The first line of each *.grade is points/max-points, and nothing else, because scripts process these files. Subsequent lines provide rationale for losing points on homework.

    4.25/5

    Points lost:

    -0.25      incorrect story.sarah
    -0.25      incorrect runme
    -0.25      incorrect permission for runme

    Graded by TA’s Name Here <email-address@ColoState.Edu>

The signature at the bottom tells the student who to contact for questions. This is especially useful if we have more than one TA for the class.

Don’t provide a *.grade file if the student didn’t turn anything in. I need to be able to distinguish between a score of zero that was earned (a *.grade file that contains 0/max-points) and a default score of zero because nothing was submitted (no *.grade file).

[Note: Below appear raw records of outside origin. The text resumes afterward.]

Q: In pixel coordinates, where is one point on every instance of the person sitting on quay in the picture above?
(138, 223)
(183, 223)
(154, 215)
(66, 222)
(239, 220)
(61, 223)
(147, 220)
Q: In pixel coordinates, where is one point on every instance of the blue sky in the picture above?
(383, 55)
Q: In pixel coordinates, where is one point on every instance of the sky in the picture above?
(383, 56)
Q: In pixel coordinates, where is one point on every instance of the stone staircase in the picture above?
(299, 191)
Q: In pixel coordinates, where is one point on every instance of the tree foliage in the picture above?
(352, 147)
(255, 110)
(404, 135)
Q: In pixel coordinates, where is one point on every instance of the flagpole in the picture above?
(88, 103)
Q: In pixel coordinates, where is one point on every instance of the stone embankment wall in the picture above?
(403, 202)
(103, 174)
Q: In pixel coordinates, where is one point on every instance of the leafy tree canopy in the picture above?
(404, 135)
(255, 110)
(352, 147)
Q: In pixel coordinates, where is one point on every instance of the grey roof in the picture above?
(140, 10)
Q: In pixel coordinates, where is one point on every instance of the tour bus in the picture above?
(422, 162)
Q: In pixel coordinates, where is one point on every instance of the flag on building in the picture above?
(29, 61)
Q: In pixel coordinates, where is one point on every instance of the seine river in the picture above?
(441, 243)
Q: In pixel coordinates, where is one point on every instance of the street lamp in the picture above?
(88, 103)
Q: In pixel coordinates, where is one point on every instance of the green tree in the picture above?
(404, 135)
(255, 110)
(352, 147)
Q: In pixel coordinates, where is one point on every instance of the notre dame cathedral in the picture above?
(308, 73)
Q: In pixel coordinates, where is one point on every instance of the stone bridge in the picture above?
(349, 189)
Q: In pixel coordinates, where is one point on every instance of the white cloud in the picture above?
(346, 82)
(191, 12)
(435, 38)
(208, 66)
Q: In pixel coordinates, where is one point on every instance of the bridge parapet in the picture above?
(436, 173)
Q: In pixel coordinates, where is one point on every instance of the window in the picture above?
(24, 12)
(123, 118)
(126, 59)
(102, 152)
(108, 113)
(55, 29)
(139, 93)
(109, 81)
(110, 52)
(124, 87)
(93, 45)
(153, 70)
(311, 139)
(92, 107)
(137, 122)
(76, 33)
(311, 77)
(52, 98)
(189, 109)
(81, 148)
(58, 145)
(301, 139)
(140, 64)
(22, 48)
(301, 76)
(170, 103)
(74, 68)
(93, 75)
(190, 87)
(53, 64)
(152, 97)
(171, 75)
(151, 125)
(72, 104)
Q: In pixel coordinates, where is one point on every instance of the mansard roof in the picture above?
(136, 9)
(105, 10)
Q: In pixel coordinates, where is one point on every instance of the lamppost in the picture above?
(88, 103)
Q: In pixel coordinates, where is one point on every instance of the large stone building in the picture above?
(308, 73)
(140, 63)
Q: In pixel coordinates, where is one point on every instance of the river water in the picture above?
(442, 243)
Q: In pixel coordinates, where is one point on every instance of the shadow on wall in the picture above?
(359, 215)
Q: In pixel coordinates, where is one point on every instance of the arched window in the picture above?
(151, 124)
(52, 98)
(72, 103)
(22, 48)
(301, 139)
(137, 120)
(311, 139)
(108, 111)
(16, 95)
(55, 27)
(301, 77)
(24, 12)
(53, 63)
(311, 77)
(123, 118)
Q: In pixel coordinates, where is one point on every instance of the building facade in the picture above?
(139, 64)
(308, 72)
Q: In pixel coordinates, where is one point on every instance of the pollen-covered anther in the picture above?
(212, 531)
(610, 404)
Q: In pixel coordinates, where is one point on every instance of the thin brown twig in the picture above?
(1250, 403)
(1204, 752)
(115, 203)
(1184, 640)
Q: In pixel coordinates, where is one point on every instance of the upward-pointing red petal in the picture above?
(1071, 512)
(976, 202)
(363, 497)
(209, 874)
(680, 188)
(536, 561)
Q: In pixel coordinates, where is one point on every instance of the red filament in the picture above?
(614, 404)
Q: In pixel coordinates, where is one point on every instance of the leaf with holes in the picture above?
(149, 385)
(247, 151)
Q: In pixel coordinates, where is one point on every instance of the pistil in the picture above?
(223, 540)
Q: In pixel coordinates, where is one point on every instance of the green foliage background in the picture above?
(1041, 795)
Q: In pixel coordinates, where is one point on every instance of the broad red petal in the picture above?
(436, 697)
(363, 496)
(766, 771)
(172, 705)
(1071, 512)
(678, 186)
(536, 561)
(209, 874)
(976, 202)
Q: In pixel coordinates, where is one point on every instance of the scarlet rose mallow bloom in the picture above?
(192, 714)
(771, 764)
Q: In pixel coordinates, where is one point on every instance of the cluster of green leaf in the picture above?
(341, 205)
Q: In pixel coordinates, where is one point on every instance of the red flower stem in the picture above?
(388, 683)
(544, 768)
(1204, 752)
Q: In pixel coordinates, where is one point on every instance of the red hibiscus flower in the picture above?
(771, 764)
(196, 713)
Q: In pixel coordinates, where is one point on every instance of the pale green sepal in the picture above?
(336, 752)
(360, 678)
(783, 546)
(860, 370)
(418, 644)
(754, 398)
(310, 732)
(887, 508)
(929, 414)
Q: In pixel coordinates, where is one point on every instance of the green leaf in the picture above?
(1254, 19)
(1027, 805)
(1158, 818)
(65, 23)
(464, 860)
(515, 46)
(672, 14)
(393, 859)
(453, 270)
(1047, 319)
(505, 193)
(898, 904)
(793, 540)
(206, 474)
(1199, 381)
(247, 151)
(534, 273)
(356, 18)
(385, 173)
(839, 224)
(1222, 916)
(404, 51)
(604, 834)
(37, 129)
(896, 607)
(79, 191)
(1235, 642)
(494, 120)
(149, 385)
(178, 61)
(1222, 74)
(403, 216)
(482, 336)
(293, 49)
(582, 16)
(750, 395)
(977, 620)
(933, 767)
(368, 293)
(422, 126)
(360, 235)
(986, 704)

I curve quizzes & tests. If a student doesn’t take a given quiz, his zero score shouldn’t be curved up to a non-zero score.

Also, if a student receiving financial aid fails the class, the financial aid people ask me the date of the student’s last participation, so I need to know which tests the student showed up for.

Returning tests

It takes forever to return tests to students one at a time. We put the tests in a packet that only reveals the top half of the test, and pass the whole packet throughout the room, letting the students find their own test.

  • Sort the tests by last name.
  • Put the score at the bottom of the page for confidentiality.

Cheating

  • If you suspect cheating, on homework or a test, notify the instructor. Do not discuss it with the student.

Lab Op

  • You’re required to be a lab operator in the Linux Lab, which also serves as office hours.
  • When scheduling that time, keep in mind when homework is due. It’s useless to have office hours just after the work is due.